Le Conseil d’État examine en premier lieu ces dispositions au regard de l’article 12 de la Déclaration des droits de l’homme et du citoyen de 1789, dont il découle qu’une personne privée ne peut être investie de pouvoirs de police administrative générale, inhérents à l’exercice de la force publique (Conseil constitutionnel, décision n° 2011‑625 DC du 10 mars 2011, Loi d’orientation et de programmation pour la performance de la sécurité intérieure). Il rappelle que cette exigence ne fait cependant pas obstacle à ce que des prérogatives de portée limitée puissent être exercées par des personnes privées, dans des lieux déterminés relevant de leur compétence, lorsqu’elles sont strictement nécessaires à l’accomplissement des missions de surveillance ou de sécurité qui leur sont légalement confiées (Conseil constitutionnel, décision n° 2025‑878 DC du 24 avril 2025, Loi relative au renforcement de la sûreté dans les transports, point 6).

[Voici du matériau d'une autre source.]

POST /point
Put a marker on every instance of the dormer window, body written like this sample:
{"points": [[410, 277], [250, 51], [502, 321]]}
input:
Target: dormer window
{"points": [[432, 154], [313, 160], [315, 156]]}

Il examine également ces dispositions au regard de l’article 8 de la Convention européenne de sauvegarde des droits de l’homme et des libertés fondamentales et de la jurisprudence de la cour qui admet des fouilles dans les véhicules dès lors que cette ingérence dans la vie privée, protégée par l’article 8 si elle est prévue par la loi, justifiée par l’un des buts énoncés par cet article, au nombre desquels figure la protection de l’ordre public, et n’excède pas ce qui est nécessaire dans une société démocratique (voir par exemple Cour européenne des droits de l’homme, 30 janvier 2020, Vinks et Ribicka c/ Lettonie, n° 28926/10).

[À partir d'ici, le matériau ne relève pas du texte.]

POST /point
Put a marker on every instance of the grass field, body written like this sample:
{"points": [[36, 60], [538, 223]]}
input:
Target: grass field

Il relève d’abord que le projet prévoit seulement la possibilité pour les agents privés de sécurité de procéder à des inspections visuelles de véhicules, coffre inclus, à l’exclusion de toute fouille et sous la réserve du consentement exprès du conducteur. Le refus de se soumettre à un tel contrôle a pour seule conséquence que ces agents peuvent refuser au conducteur l’accès au site. Le Conseil d’État propose de compléter la rédaction afin d’expliciter que ce refus ne s’entend que pour l’accès au site avec le véhicule en cause, sans préjudice de la possibilité pour le conducteur et ses passagers d’y accéder sans le véhicule. Faute pour le Gouvernement d’avoir pu élaborer un régime d’inspection visuelle adapté à leurs particularités, il suggère également d’exclure la possibilité de procéder à une telle inspection des véhicules spécialement aménagés à usage d’habitation et effectivement utilisés comme résidence (pour la notion de résidence cf. Cass. crim., 28 mai 2024, n° 23‑86.828), dont il appartiendra à l’autorité administrative compétente d’apprécier la nécessité d’en réglementer l’accès au site.
Le Conseil d’État considère que le projet de loi circonscrit de manière suffisamment précise l’application dans le temps de cette prérogative, dans la mesure où ces pouvoirs ne peuvent s’exercer que pendant les périodes indiquées par le décret mentionné à l’article L. 211‑11‑1 du code de la sécurité intérieure, à l’occasion des grands événements et rassemblements définis à cet article, lesquels sont « exposés à un risque d’actes de terrorisme en raison de leur nature et de l’ampleur de leur fréquentation ».
Il estime toutefois que le projet de loi, en permettant qu’il soit procédé à telles inspections dans tous les « lieux concernés » par ces grands événements et rassemblements, ne délimite pas de manière suffisamment précise le champ d’application géographique de cette mesure et propose de modifier la rédaction pour préciser que les contrôles ne pourront porter que sur les véhicules dont les conducteurs souhaitent, à quelque titre que ce soit, accéder aux établissements ou installations désignés par le décret prévu à l’article L. 211‑11‑1. Ces dispositions permettront de procéder à des inspections visuelles des véhicules utilisés aussi bien par les spectateurs que par les personnes travaillant sur ces sites, venant y livrer des biens ou y fournir des services, ou y effectuant des missions ponctuelles. Il ne pourra être procédé à l’inspection qu’à l’occasion de l’accès, et non de manière permanente.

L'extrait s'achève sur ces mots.